The Journey From Pro-Choice to Pro-Life is a Journey of Grace

Susan B. Anthony fought a lifelong battle for women’s rights — and was entirely opposed to abortion.

American civil rights leader Susan B. Anthony (1820-1906) in a photo taken by Frances Benjamin Johnston around 1900.
American civil rights leader Susan B. Anthony (1820-1906) in a photo taken by Frances Benjamin Johnston around 1900. (photo: Register Files)

Watching coverage of the March for Women and the March for Life, it’s striking what a great divide there is in this country on the issue of abortion. Because let’s face it, the March for Women was really about protecting what many of its participants called “reproductive rights,” which is just a kinder, gentler term for abortion. For many women who came of age since Roe v. Wade, the “right” to abortion is all mixed up with women’s rights. If you’re pro-woman, you must be pro-abortion, right? At least that’s the line young women in particular have been fed for years.

Reading Matthew Bunson’s recent piece about Marjorie Dannenfelser, president of the Susan B. Anthony List, I was reminded of an interview I did with her for Salvo magazine. Dannenfelser, now head of President Trump’s national pro-life coalition, was an outspoken supporter of abortion rights in college. I asked her what changed her mind:

You know, it's hard to explain grace. I was chairman of the College Republicans at Duke, and my pro-choice position was out there. So some of the smartest, best people I knew decided it was important for me to change my opinions. They were nonjudgmental, they were very smart, and they were people I admired for other reasons. It was definitely a religious and an ideological change that happened at the same time.

I think what happens when you give up on the pro-choice argument [is that] you have to open your heart, and some of this other stuff gets in there, too. Once I gave in, it just opened the door for all sorts of other graces to come in. I went from being pro-choice to pro-life, moved toward the Catholic Church, and changed my major from pre-med to philosophy. I was trying to find God's will for me without even knowing that's what I was doing.

And of course, Susan B. Anthony fought for women’s rights but was entirely opposed to abortion. I asked Dannenfelser why she named her organization after the famous suffragette:

She understood the rights of women and she also affirmed the rights of unborn children. There was no word "abortion" then, but she was firmly against it. She called it child murder, and said that it would burden a woman's conscience for life and burden her soul in the grave. She understood that you couldn't build human rights on the broken rights of other people.

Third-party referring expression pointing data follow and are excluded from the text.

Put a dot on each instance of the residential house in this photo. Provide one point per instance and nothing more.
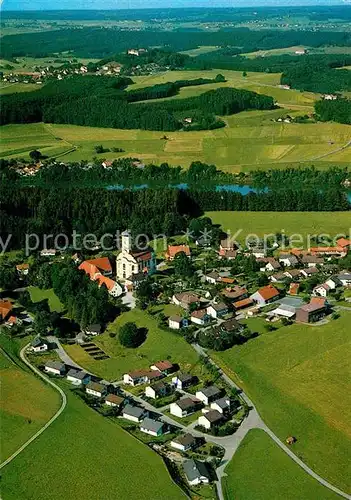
(199, 317)
(183, 443)
(173, 250)
(5, 309)
(196, 472)
(208, 394)
(78, 377)
(210, 419)
(265, 295)
(217, 310)
(132, 261)
(164, 367)
(22, 269)
(39, 345)
(113, 400)
(288, 259)
(177, 322)
(310, 271)
(134, 413)
(184, 407)
(312, 312)
(185, 299)
(152, 427)
(96, 389)
(183, 380)
(55, 368)
(321, 290)
(312, 260)
(222, 405)
(157, 390)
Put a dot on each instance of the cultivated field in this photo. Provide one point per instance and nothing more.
(290, 223)
(84, 454)
(26, 405)
(158, 345)
(261, 470)
(297, 377)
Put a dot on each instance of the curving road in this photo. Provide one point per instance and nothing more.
(52, 419)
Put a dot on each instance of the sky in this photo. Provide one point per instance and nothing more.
(140, 4)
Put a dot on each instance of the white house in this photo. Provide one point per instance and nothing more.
(221, 405)
(133, 261)
(134, 413)
(217, 310)
(95, 389)
(152, 427)
(183, 443)
(196, 472)
(55, 368)
(78, 377)
(210, 419)
(184, 407)
(208, 394)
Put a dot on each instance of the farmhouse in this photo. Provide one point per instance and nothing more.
(96, 389)
(113, 400)
(157, 390)
(208, 394)
(152, 427)
(5, 308)
(210, 419)
(196, 472)
(78, 377)
(133, 413)
(183, 380)
(173, 250)
(55, 368)
(185, 299)
(217, 310)
(184, 407)
(183, 443)
(265, 295)
(199, 317)
(130, 261)
(312, 312)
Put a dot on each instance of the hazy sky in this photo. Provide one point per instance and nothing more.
(139, 4)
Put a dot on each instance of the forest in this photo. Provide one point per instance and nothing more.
(102, 102)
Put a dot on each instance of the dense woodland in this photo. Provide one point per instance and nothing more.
(103, 102)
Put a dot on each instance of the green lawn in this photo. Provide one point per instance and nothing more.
(159, 345)
(26, 405)
(261, 470)
(298, 378)
(85, 455)
(36, 295)
(261, 223)
(250, 140)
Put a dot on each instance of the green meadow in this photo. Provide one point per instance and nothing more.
(261, 470)
(290, 223)
(250, 140)
(85, 455)
(158, 345)
(298, 378)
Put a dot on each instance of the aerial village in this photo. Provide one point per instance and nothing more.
(189, 417)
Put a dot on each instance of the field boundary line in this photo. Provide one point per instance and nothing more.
(52, 419)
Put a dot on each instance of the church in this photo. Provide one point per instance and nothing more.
(131, 262)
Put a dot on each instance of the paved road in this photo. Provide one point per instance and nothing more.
(52, 419)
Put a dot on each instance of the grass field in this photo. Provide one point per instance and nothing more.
(36, 295)
(261, 470)
(297, 377)
(26, 405)
(84, 455)
(290, 223)
(158, 345)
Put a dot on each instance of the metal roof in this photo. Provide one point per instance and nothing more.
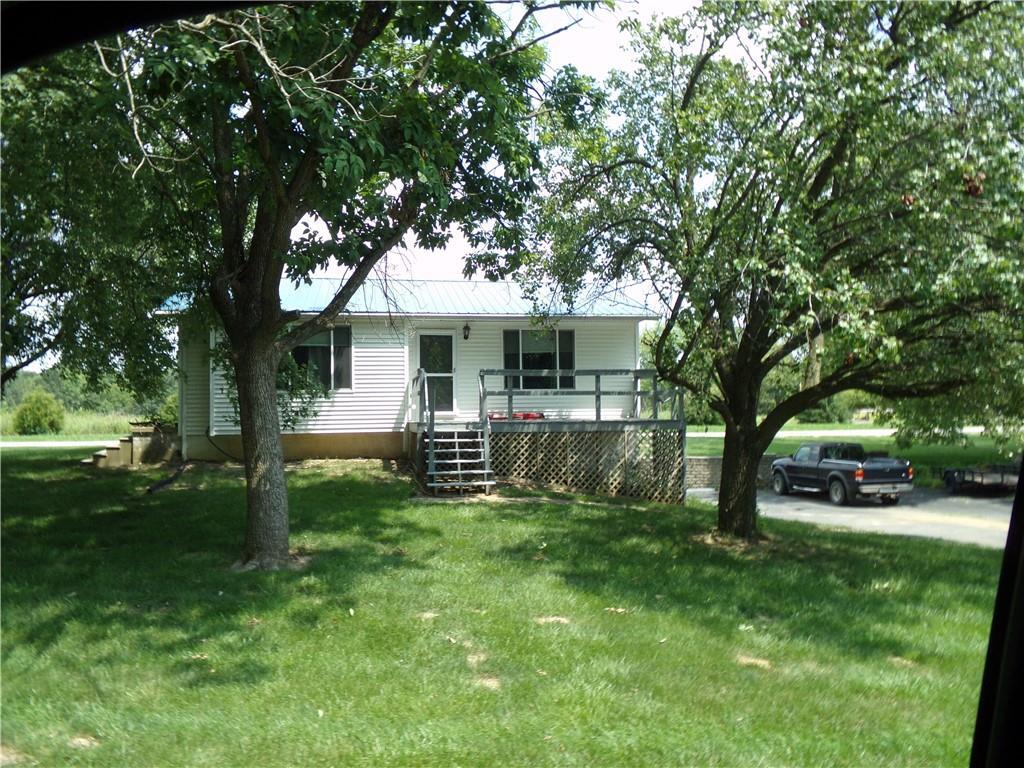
(450, 298)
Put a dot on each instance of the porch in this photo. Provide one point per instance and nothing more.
(636, 448)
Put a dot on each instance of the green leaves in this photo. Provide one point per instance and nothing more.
(790, 171)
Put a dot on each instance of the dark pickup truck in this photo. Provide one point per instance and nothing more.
(844, 470)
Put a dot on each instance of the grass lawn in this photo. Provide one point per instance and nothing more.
(522, 632)
(30, 438)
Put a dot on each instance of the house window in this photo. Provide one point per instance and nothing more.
(328, 356)
(539, 349)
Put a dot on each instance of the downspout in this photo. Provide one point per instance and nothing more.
(182, 431)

Susan B. Anthony has also made news lately as the subject of a “Saturday Night Live” skit. A group of modern young women who’ve just toured her homestead in Rochester, New York magically conjure up the pioneering feminist who appears in their midst. When they’re finished fawning over her and preparing to leave, the skit ends with Susan B. Anthony admonishing them with the words, “Abortion is murder!”

Kathryn Jean Lopez writes about the significance of the skit at National Review Online. She quotes Jeanne Mancini, president of the March for Life Foundation:

Given the many conflicting messages these days about what it means to be a woman, to be a feminist, I appreciated the skit and its humorous poke at a sound-bite culture that is lacking a deeper understanding of the inherent dignity and vocation of woman... I appreciated that the skit depicted Susan B. Anthony’s stance on respecting and protecting life from conception.

Let’s hope that real young women get that message, too.